Karena tongkat itu telah dilemparkan ke halaman, buahnya telah dimakan oleh ayam I Balu Kanginan. “Beli Wayan, tetanus Beliné telah dimakan oleh ayam,” kata I Balu Kanginan, “Baiklah, makanlah bersama ayam, sekarang sudah siap untukmu,” kata I Balu Kawanan.
I Balu Kawanan pulang. Malam berikutnya, ayam itu dibunuh oleh babi. Keesokan harinya, I Balu Kawanan kembali. Disambut oleh I Balu Kanginan, “Ya … Beli Wayan baru datang,” “Aa Luh, kau baru datang.” “Go jemakang ready beliné will slaughter now kadong dot gati with fish ready”, kata I Balu Kawanan. “Baiklah, saudara Wayan, kasihan sekali saudara yang tadi malam dibunuh serigala,” kata I Balu Kanginan.
“Baiklah, babi bibi yang mati sudah siap dibeli, sekarang babi itu milikmu,” kata I Balu Kawanan. Janda Kawanan kembali. Malam berikutnya, ada penyembelihan babi, dan dia meminta babi itu diberikan kepada I Balu Kanginan.
Keesokan harinya, Balu Kawanan datang untuk mencuri céléng dan diberi keranjang untuk digunakan sebagai wadah céléng. Dia berkata, “Beli Wayan, ayo.” Aa Luh, jika kau mengundang pedagang, kau akan menjual babi itu sekarang.” kéto I Know Herds.
“Ya, babi itu sudah bernilai tiga juta,” kata I Balu Kanginan. “Baiklah, jual babimu, sekarang kau punya tiga juta. Keesokan harinya, janda Kawanan kembali dengan tiga juta dolar untuk membeli beras. Keesokan harinya, janda Kawanan datang dan meminta uang itu.
“Baiklah, kalau kau pakai berasnya, sekarang beras itu milikmu,” kata I Balu Kawanan. Konon, selama sekitar sepuluh hari I Balu Kawanan tidak pernah pergi ke rumah I Balu Kanginan. Sekarang datanglah Janda Kawanan. “Ayo, Beli Wayan. Kenapa kau lama tidak datang, mau ke mana?” tanya Balu Kanginan.
“Arah, itu hanya perjalanan. Aku akan melamarmu, tapi aku tidak punya beras di rumah. Jangan pergi dan ambil berasku untuk dimakan besok,” kata I Balu Kawanan.
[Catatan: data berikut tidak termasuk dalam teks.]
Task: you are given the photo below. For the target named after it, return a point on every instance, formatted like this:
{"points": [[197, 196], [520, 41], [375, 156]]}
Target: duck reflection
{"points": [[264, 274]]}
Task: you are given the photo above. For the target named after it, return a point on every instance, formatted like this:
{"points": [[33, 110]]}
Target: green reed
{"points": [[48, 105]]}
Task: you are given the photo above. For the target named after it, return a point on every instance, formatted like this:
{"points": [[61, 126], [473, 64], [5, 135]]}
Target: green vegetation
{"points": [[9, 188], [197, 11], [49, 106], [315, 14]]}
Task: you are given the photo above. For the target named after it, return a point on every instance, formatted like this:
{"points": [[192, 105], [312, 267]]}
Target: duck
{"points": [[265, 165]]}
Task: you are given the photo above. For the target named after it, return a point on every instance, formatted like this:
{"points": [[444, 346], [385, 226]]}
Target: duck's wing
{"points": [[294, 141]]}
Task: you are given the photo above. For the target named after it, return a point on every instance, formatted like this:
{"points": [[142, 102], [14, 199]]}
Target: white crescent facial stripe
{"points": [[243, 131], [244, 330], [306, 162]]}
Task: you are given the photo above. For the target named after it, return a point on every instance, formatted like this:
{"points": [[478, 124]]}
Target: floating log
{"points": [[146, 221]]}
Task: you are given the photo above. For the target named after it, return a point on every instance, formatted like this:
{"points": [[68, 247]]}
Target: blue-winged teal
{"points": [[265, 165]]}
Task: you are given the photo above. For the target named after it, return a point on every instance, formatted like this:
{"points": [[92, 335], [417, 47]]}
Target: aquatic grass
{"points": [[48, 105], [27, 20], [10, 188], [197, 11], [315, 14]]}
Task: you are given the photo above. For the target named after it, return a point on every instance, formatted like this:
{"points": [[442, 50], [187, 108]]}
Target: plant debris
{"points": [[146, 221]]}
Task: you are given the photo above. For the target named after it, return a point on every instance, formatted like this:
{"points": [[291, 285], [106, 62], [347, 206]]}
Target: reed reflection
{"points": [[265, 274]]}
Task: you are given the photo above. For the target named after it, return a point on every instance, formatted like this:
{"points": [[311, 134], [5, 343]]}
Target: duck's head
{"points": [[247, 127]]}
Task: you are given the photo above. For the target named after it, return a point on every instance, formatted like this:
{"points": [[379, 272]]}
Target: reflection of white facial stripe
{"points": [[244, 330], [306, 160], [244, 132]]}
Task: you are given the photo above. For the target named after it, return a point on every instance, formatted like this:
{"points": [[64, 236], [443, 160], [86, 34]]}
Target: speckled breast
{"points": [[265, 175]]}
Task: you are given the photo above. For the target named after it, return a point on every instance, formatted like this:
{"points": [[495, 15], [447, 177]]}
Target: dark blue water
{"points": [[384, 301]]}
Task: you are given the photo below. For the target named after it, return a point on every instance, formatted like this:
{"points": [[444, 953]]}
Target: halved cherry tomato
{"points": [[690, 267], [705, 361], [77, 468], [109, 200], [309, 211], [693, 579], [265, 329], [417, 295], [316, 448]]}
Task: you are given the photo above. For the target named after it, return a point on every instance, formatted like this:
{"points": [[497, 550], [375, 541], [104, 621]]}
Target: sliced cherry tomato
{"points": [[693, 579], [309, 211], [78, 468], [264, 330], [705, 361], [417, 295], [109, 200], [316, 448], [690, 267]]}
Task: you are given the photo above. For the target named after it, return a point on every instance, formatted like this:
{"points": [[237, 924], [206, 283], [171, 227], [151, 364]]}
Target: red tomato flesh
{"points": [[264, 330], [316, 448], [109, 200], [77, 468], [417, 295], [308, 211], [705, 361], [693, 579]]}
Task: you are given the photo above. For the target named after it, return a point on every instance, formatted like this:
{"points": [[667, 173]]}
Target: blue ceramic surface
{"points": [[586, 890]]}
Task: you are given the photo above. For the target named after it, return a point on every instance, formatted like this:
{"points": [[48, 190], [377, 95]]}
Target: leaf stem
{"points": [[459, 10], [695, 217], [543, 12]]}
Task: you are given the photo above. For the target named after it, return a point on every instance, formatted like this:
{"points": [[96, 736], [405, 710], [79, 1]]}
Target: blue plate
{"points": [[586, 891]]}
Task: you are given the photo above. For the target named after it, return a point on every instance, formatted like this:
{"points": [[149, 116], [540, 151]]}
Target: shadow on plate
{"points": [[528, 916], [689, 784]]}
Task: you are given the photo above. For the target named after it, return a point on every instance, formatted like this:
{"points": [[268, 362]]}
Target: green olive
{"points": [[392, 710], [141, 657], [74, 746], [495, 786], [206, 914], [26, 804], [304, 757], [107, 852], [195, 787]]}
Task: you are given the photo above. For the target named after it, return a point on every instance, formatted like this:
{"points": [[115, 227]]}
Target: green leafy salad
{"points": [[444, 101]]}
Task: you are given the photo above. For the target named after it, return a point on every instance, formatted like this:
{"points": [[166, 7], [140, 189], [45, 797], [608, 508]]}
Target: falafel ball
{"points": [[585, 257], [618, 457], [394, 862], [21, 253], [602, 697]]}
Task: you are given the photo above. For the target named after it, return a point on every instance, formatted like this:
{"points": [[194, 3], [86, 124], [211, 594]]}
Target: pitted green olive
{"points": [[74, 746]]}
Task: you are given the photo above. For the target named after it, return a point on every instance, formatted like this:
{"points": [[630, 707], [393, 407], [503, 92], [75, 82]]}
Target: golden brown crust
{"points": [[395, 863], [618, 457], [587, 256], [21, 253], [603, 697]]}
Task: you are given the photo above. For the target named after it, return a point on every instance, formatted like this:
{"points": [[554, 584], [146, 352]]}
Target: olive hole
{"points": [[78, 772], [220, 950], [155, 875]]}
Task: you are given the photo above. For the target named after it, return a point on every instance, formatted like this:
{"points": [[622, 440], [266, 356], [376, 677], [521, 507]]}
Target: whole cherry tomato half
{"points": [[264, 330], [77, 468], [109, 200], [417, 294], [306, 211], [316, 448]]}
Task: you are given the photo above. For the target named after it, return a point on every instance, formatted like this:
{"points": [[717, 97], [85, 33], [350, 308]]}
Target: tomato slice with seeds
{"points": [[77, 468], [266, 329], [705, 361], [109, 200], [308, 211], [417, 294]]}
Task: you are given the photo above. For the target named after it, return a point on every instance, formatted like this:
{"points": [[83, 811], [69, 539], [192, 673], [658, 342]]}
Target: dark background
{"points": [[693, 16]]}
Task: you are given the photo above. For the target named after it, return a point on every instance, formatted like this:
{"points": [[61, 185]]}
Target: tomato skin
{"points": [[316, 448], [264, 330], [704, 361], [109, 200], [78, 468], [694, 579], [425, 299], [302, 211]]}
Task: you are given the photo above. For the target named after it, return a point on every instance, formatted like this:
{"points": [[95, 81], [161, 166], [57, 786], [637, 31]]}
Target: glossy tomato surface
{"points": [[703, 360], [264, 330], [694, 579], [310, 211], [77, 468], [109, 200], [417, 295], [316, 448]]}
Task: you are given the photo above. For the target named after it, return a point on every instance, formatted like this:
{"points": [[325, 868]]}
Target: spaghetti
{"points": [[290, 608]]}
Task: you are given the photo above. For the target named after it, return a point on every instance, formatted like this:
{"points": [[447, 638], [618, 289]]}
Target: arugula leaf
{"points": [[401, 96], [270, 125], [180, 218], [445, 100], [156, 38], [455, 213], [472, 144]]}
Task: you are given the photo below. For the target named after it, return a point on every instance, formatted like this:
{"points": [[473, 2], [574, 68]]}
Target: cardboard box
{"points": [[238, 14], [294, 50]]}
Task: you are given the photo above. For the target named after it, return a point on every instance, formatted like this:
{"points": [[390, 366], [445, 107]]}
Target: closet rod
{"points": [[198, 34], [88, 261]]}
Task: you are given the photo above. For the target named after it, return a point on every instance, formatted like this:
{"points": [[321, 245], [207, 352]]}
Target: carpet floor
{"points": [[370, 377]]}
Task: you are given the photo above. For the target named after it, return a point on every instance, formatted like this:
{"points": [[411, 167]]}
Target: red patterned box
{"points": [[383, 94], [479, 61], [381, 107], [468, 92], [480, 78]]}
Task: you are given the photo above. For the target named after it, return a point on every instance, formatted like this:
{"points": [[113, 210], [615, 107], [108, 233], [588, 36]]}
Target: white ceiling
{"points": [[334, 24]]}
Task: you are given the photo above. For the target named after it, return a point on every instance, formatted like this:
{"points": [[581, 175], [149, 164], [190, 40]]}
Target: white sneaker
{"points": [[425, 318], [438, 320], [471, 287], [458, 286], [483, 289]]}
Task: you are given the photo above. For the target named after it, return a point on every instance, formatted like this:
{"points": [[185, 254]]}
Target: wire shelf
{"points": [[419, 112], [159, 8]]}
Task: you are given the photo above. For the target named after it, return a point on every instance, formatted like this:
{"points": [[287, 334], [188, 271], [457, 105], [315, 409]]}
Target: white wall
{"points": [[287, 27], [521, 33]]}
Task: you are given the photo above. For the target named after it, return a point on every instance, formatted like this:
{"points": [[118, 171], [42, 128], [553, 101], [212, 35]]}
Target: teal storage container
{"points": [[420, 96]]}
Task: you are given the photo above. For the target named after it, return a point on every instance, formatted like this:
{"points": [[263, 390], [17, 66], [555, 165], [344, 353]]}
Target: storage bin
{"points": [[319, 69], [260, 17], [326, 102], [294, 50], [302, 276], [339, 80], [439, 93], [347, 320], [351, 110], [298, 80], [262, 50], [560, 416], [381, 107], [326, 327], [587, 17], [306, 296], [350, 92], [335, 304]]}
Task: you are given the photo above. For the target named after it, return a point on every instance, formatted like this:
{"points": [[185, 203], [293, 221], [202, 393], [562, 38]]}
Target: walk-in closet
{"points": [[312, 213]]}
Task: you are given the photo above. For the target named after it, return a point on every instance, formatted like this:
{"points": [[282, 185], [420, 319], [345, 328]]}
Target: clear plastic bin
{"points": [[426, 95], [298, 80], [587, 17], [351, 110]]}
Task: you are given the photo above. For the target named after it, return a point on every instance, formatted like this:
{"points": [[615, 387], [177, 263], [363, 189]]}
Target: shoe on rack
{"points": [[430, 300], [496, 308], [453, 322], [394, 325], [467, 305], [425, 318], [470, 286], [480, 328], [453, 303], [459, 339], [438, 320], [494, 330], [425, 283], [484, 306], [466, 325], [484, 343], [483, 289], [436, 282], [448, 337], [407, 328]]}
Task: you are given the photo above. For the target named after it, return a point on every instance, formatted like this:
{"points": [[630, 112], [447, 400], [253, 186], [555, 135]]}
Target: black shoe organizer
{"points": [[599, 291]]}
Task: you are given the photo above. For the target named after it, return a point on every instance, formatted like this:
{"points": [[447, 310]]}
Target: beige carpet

Sepertinya waktu telah berlalu, karena I Balu Kanginan tidak bisa mendapatkan beras. “Sekarang, dia setuju untuk menikah.
Konon, dia telah menikah untuk waktu yang lama sampai dia memiliki seorang putra. Setiap kali anak menangis, aku, Balu Kawanan, merawatnya. Bernyanyi sambil bernyanyi. Inilah lagunya, “Karena ada kamu karena membuat tongkat. Tongkat makan tetani, tetanmé toltol siap, siap teteh céléng, céléngé adep Nyai, uang untuk membeli beras, beras telah kajakan, makan bersama ibumu. Lagu Balu Kawanan setiap kali dia menggendong anak-anaknya yang menangis.